Von da, wo Marina Silva herkommt, schafft es normalerweise niemand in die grosse Politik. Die dunkelhäutige Frau wuchs mit zehn Geschwistern in einer Familie von Kautschukzapfern in einem kleinen Dorf im Bundesstaat Acre tief im Amazonas auf. Und nun machte die Parteiführung der brasilianischen Sozialisten die 56-Jährige einstimmig zur Präsidentschaftskandidatin. 

Schon vor der Nominierung sahen Umfragen echte Siegeschancen für die frühere Umweltministerin bei der Wahl am 5. Oktober. Laut dem Meinungsforschungsinstitut Datafolha wird sich die Aktivistin ein Kopf-an-Kopf-Rennen mit Amtsinhaberin Dilma Rousseff liefern. Sollte es dann zu einer Stichwahl kommen, könnte sich Silvas schon vor Jahren geäusserter Wunsch erfüllen: «Ich will die erste schwarze Frau aus armen Verhältnissen sein, die Präsidentin Brasiliens wird.»

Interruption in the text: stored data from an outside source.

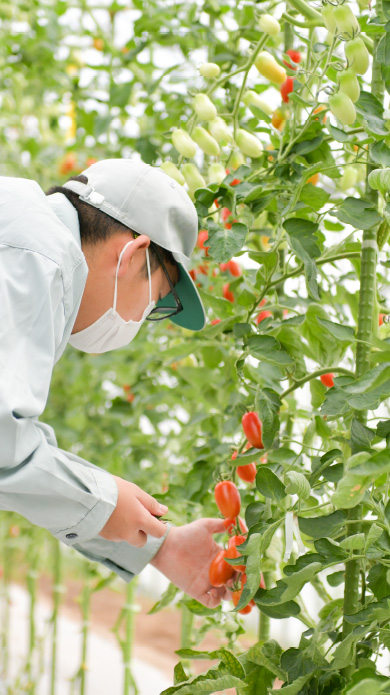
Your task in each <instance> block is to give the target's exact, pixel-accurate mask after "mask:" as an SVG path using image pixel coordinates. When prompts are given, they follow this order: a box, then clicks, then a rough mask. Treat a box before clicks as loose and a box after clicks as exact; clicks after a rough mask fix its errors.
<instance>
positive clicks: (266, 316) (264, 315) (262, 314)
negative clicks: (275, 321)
mask: <svg viewBox="0 0 390 695" xmlns="http://www.w3.org/2000/svg"><path fill="white" fill-rule="evenodd" d="M269 316H272V311H268V309H265V310H264V311H260V313H259V314H258V315H257V317H256V323H257V325H259V323H260V322H261V321H264V319H266V318H268V317H269Z"/></svg>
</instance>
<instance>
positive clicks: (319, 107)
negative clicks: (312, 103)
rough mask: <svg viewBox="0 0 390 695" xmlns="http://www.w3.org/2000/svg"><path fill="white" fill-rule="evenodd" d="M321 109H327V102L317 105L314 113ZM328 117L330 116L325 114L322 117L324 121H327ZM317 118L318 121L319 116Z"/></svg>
mask: <svg viewBox="0 0 390 695" xmlns="http://www.w3.org/2000/svg"><path fill="white" fill-rule="evenodd" d="M321 111H326V106H325V104H320V105H319V106H316V108H315V109H314V111H313V113H321ZM327 118H328V116H327V115H326V114H325V116H324V117H323V119H322V122H323V123H325V121H326V119H327ZM315 120H316V121H318V118H316V119H315Z"/></svg>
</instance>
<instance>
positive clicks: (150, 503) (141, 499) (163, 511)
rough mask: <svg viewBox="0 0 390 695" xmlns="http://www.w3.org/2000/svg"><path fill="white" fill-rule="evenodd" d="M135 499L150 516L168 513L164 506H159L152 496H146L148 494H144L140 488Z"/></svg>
mask: <svg viewBox="0 0 390 695" xmlns="http://www.w3.org/2000/svg"><path fill="white" fill-rule="evenodd" d="M136 497H137V499H138V500H139V501H140V502H141V504H142V505H143V506H144V507H145V509H147V510H148V512H150V514H156V515H157V516H163V515H164V514H166V513H167V511H168V507H167V506H166V505H165V504H160V502H157V500H155V499H154V497H152V495H148V493H147V492H145V490H141V488H139V489H138V492H137V495H136Z"/></svg>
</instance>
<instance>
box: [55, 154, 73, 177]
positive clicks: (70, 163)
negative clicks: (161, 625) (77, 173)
mask: <svg viewBox="0 0 390 695" xmlns="http://www.w3.org/2000/svg"><path fill="white" fill-rule="evenodd" d="M76 166H77V158H76V155H75V154H74V152H68V153H67V154H66V155H65V156H64V158H63V160H62V161H61V163H60V165H59V172H60V174H69V173H70V172H71V171H74V170H75V169H76Z"/></svg>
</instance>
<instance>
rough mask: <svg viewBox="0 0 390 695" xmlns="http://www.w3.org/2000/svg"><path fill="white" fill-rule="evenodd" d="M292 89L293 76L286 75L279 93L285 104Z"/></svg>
mask: <svg viewBox="0 0 390 695" xmlns="http://www.w3.org/2000/svg"><path fill="white" fill-rule="evenodd" d="M293 89H294V78H293V77H287V79H286V81H285V82H283V84H282V86H281V88H280V93H281V95H282V99H283V101H284V103H285V104H287V103H288V102H289V101H290V99H289V96H288V95H289V94H291V92H292V91H293Z"/></svg>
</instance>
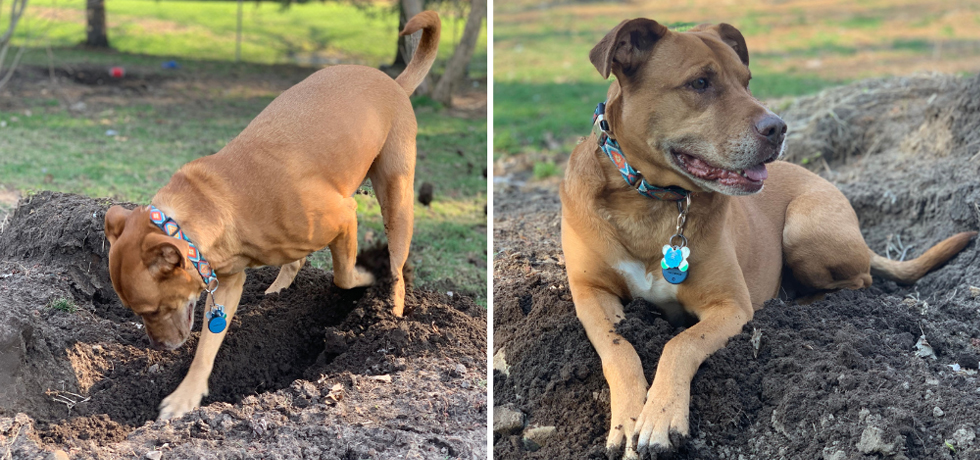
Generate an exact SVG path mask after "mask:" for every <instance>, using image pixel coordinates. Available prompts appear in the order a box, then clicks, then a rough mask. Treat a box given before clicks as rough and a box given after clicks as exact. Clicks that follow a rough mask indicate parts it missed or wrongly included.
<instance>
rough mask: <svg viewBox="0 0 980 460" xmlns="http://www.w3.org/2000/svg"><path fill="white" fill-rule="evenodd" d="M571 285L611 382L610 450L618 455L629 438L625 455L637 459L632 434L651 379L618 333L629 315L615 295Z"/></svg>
mask: <svg viewBox="0 0 980 460" xmlns="http://www.w3.org/2000/svg"><path fill="white" fill-rule="evenodd" d="M571 288H572V293H573V297H574V299H575V313H576V315H578V318H579V321H581V322H582V325H583V326H584V327H585V333H586V334H587V335H588V336H589V341H591V342H592V345H593V346H594V347H595V349H596V352H598V353H599V358H600V359H601V360H602V373H603V375H604V376H605V377H606V381H607V382H608V383H609V399H610V401H609V405H610V409H611V412H612V418H611V420H610V428H609V436H608V437H607V438H606V450H607V451H608V452H609V453H610V455H615V454H616V453H617V452H618V451H619V450H620V449H622V446H623V441H624V440H625V441H626V450H625V454H624V458H627V459H635V458H637V454H636V444H635V442H633V441H634V439H633V437H632V436H630V435H631V434H632V433H633V431H634V425H635V424H636V421H637V417H638V416H639V415H640V409H641V408H642V407H643V401H644V397H645V394H644V393H645V392H646V389H647V380H646V377H644V376H643V365H642V364H641V363H640V356H639V355H638V354H637V353H636V350H635V349H634V348H633V345H631V344H630V343H629V342H627V341H626V339H624V338H623V337H622V336H621V335H619V334H617V333H616V326H615V324H616V323H618V322H619V321H620V320H622V319H623V318H624V317H625V315H624V314H623V305H622V303H621V302H620V301H619V298H618V297H616V296H615V295H613V294H611V293H609V292H606V291H603V290H600V289H597V288H593V287H589V286H586V287H581V288H580V287H579V286H578V285H577V283H572V284H571Z"/></svg>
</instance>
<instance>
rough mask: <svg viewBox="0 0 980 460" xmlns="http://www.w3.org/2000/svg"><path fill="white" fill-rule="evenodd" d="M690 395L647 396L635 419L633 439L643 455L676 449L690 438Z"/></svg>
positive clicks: (652, 453) (641, 455) (640, 455)
mask: <svg viewBox="0 0 980 460" xmlns="http://www.w3.org/2000/svg"><path fill="white" fill-rule="evenodd" d="M688 403H689V398H684V397H665V398H663V397H648V398H647V402H646V404H644V405H643V412H641V413H640V418H639V419H637V421H636V426H635V429H634V431H633V436H631V438H632V439H634V440H636V450H637V452H638V453H639V455H640V456H642V457H643V458H657V454H660V453H664V452H668V451H672V450H676V449H677V448H679V447H680V446H682V445H683V444H684V443H685V442H687V437H688V433H689V427H688V420H687V418H688V410H689V408H688Z"/></svg>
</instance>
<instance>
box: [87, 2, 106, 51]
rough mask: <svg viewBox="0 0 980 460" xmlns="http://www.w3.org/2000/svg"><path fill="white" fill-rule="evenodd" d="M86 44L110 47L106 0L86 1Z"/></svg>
mask: <svg viewBox="0 0 980 460" xmlns="http://www.w3.org/2000/svg"><path fill="white" fill-rule="evenodd" d="M85 18H86V21H87V24H86V26H85V45H86V46H91V47H93V48H108V47H109V37H108V35H107V34H106V24H105V0H86V1H85Z"/></svg>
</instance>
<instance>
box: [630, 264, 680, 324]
mask: <svg viewBox="0 0 980 460" xmlns="http://www.w3.org/2000/svg"><path fill="white" fill-rule="evenodd" d="M615 268H616V271H618V272H619V273H620V274H621V275H623V279H625V280H626V285H627V286H628V287H629V289H630V295H632V296H633V297H642V298H644V299H646V300H648V301H650V302H653V304H654V305H656V306H658V307H660V309H661V310H664V311H665V312H671V313H673V312H679V311H680V310H681V304H680V302H678V301H677V285H676V284H670V283H668V282H667V280H665V279H664V278H663V276H654V274H653V273H650V272H648V271H647V269H646V265H644V264H643V263H641V262H638V261H635V260H623V261H620V262H619V263H617V264H616V265H615Z"/></svg>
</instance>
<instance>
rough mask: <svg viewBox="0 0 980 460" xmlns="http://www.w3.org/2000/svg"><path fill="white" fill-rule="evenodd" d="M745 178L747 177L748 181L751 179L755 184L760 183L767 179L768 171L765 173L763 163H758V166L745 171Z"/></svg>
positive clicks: (768, 171) (764, 165)
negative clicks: (755, 182) (747, 178)
mask: <svg viewBox="0 0 980 460" xmlns="http://www.w3.org/2000/svg"><path fill="white" fill-rule="evenodd" d="M745 177H748V178H749V179H752V180H754V181H756V182H761V181H764V180H766V178H767V177H769V171H766V164H765V163H759V164H758V165H755V166H753V167H751V168H749V169H746V170H745Z"/></svg>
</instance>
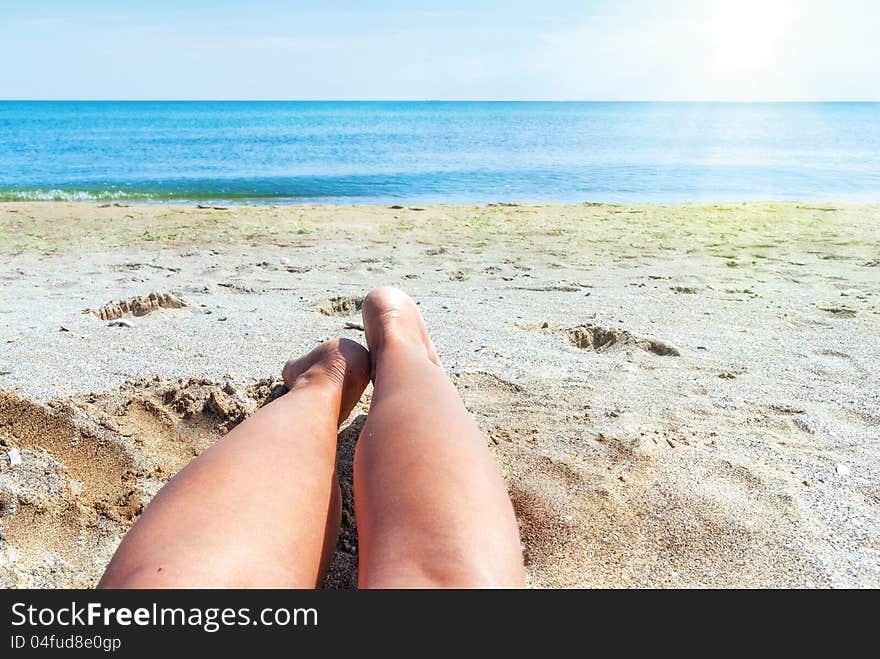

Die Sozialistische Partei PSB musste einen neuen Spitzenkandidaten küren, nachdem Eduardo Campos vor einer Woche bei einem Flugzeugunglück ums Leben gekommen war. Silva war bis dahin die Kandidatin für das Amt der Vizepräsidentin. In der damaligen Konstellation galt als sicher, dass die Sozialisten bei der Wahl kaum eine Rolle spielen würden. Die linksliberale Rousseff konnte den Umfragen zufolge auf einen Sieg in der ersten Runde hoffen oder hätte bei einer Stichwahl den wirtschaftsnahen Kandidaten Aécio Neves von der konservativen PDSB-Partei als Gegner gehabt. 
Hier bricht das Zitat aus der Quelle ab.